Majority of Consumers Prefer Lower Prices Over a Convenient Experience
Twenty-two percent of Americans say they are struggling to cover day-to-day expenses.
CHICAGO — Consumers are finding it challenging to make ends meet, but many believe things will get better within the next year.
According to Mintel, 51 percent of Americans say they are currently concerned about the future of the economy. At the same time, a similar share (48 percent) feel confident their financial situation will improve in the next 12 months.
Digging deeper, nine in 10 consumers (94 percent) say they are currently worried about inflation. Sixty-seven percent believe the majority of Americans share in these concerns, while a third (34 percent) believe it's other Americans — rather than themselves — who are financially struggling right now. Meanwhile, 22 percent of Americans overall, and 31 percent of parents, say they are struggling to cover day-to-day expenses.
Inflationary pressures are driving consumers to cut back on nonessential purchases (40 percent) and dining out (37 percent), the research firm reported.
"Americans' heightened concern about the country's economic future — which greatly exceeds all other surveyed financial concerns — is likely due to the current laser-sharp focus on this topic across news media, the political arena and among business leaders," said Lisa Dubina, associate director of Culture & Identity, at Mintel.
"While not all consumers consider themselves financially struggling at this time, many are already adjusting their shopping behaviors regardless of their level of financial comfort," Dubina added. "To support struggling and concerned consumers, brands need to find creative ways to demonstrate the value of their products and services and tangibly reward customers as a way of building brand loyalty and repeat business."
According to Mintel, age and current life stage affect consumers' greatest financial concern.

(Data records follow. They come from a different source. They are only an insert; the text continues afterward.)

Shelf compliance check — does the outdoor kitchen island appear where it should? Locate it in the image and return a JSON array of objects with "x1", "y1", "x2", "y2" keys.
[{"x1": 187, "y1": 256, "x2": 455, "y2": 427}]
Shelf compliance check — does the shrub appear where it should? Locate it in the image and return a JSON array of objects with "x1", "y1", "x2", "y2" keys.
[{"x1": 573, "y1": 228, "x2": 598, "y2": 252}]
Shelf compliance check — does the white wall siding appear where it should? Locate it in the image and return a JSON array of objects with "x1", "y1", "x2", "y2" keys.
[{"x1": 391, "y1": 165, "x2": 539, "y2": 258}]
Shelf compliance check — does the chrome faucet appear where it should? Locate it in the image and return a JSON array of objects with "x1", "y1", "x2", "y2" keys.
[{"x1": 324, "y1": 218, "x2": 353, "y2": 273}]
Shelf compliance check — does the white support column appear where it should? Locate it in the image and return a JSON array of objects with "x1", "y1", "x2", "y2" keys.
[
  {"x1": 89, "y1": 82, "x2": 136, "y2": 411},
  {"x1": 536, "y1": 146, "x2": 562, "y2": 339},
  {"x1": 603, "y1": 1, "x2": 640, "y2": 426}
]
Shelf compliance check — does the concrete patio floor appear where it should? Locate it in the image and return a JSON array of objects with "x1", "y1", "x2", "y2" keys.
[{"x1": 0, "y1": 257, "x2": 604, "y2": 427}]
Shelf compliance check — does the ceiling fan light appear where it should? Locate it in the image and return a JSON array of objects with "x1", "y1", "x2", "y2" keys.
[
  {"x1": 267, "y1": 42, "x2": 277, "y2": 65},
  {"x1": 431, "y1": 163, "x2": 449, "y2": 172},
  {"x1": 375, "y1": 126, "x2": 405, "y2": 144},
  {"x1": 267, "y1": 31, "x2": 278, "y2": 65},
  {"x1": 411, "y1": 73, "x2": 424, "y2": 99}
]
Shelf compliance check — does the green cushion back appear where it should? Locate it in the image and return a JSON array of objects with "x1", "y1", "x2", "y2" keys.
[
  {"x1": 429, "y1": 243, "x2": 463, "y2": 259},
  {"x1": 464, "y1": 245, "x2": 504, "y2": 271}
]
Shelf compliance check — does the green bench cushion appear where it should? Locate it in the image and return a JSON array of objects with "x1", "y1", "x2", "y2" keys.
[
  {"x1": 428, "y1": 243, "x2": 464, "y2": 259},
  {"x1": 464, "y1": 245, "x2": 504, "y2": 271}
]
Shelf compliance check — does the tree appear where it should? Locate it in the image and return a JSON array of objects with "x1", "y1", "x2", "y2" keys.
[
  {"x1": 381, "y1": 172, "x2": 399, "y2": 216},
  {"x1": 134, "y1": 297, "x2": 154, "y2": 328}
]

Consumers ages 55 to 64 are more focused on big-picture concerns, including the overall wellbeing of the economy and their personal retirement savings.
Conversely, Generation Z consumers (those ages 18 to 24), are more concerned with their own short-term financial wellbeing: maintaining their current standard of living, their ability to pay their bills and ability to afford day-to-day necessities.

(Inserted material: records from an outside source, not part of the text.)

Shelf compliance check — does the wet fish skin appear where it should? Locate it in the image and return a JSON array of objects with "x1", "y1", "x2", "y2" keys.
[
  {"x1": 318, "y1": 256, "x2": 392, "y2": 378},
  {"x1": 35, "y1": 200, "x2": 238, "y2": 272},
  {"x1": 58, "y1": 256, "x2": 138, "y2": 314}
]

With these concerns in mind, Dubina pointed out that brands will need to consider these key differences to resonate with each generation.
Price Over Convenience & Sustainability
The research firm also pointed out that consumers are willing to pay more for higher quality; however, there's little else they prioritize before lower prices.
More than six in 10 consumers prefer lower prices over a convenient shopping experience, and 57 percent say they prioritize lower pricing over sustainable brand options.
Additionally, 63 percent of consumers say that brand name is not important to them when shopping most categories, yet 59 percent of people agree they'd rather pay more for a higher quality product than pay less to receive average quality.
"As consumers struggle to adapt to rising prices due to inflation and product shortages, they are likely to continue choosing the best price over the more sustainable and more expensive option," Dubina said. "Understanding that now is a difficult time for retailers to offer more discounts due to challenges like supply chain issues and the rising price of labor cutting into profit margins, offering creative perks and benefits to customers can increase the value of purchases and help build long-term customer loyalty.
"Now more than ever, it's important for brands to not only communicate the value of their products and services but also prove it to consumers who are increasingly looking to avoid financial risk or waste," she added.